I found Dad, but there was no sign of my brother. The sun had edged over the western walls of the valley casting a golden-orange glow over the opposing cliffs.
Dad huffed and puffed. ‘It’s getting late. I s’pose Rick has gone back to the Rover.’
‘Better head back, then,’ I said.
On the way, we collected Mr. B and son. They had not seen my AWOL brother either.

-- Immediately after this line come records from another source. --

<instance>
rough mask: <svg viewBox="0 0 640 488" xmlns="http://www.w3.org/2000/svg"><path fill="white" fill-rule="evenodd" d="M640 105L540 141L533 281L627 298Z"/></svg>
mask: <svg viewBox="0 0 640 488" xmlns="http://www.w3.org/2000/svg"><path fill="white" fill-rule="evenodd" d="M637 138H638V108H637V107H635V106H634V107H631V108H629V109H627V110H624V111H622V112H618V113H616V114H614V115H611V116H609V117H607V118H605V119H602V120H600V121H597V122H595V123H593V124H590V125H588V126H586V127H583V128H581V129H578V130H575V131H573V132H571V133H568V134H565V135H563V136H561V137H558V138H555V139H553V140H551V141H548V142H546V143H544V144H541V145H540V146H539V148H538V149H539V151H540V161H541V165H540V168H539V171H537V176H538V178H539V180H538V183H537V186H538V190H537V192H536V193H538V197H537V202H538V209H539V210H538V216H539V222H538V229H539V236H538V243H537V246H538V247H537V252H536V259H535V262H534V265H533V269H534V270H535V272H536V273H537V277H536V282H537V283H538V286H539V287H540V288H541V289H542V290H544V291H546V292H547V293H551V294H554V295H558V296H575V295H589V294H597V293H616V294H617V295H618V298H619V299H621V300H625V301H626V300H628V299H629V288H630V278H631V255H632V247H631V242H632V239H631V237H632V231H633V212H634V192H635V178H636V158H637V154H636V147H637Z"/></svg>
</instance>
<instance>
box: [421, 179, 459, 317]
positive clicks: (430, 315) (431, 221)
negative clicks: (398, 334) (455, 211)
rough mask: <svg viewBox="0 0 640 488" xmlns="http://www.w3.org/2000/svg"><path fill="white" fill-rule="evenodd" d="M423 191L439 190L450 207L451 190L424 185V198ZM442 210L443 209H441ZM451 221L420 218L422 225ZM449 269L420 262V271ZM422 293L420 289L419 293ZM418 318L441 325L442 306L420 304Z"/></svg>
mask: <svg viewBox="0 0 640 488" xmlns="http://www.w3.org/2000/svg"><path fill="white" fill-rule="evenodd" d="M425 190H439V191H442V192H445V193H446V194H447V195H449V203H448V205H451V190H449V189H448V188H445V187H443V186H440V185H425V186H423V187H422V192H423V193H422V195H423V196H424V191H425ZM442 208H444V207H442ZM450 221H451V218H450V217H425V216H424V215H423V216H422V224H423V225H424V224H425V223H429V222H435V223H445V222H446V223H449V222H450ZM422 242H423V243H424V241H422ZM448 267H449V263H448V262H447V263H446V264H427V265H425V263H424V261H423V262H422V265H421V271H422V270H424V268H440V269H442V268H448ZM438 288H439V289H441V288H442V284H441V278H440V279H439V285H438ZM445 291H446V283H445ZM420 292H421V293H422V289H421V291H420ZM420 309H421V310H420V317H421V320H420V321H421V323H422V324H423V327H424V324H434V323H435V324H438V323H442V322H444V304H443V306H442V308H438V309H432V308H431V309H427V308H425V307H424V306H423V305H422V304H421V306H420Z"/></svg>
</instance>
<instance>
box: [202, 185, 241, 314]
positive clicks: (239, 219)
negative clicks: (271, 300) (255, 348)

We waited back at the car for Rick. Dad’s concern turned to annoyance, then frustration. Dad had plans for a picnic, but as the sun sank lower, his well laid plans were becoming remote. Dad paced the sand, hands on hips, and muttering discontentedly. Trust my brother to spoil a perfect place and time for a picnic tea. The idea of proceeding with the picnic without Rick did not occur to Dad. I guess the thought that some peril had befallen him had sabotaged any appetite. Dad nervously tapped his right pocket; at least his keys hadn’t gone AWOL.
Every few minutes Dad paused in his pacing. ‘Ah—well!’ he’d say. Then sucking the warm air between his gritted teeth, he’d resume pacing.
An hour passed as we watched Dad track back and forth across the clearing.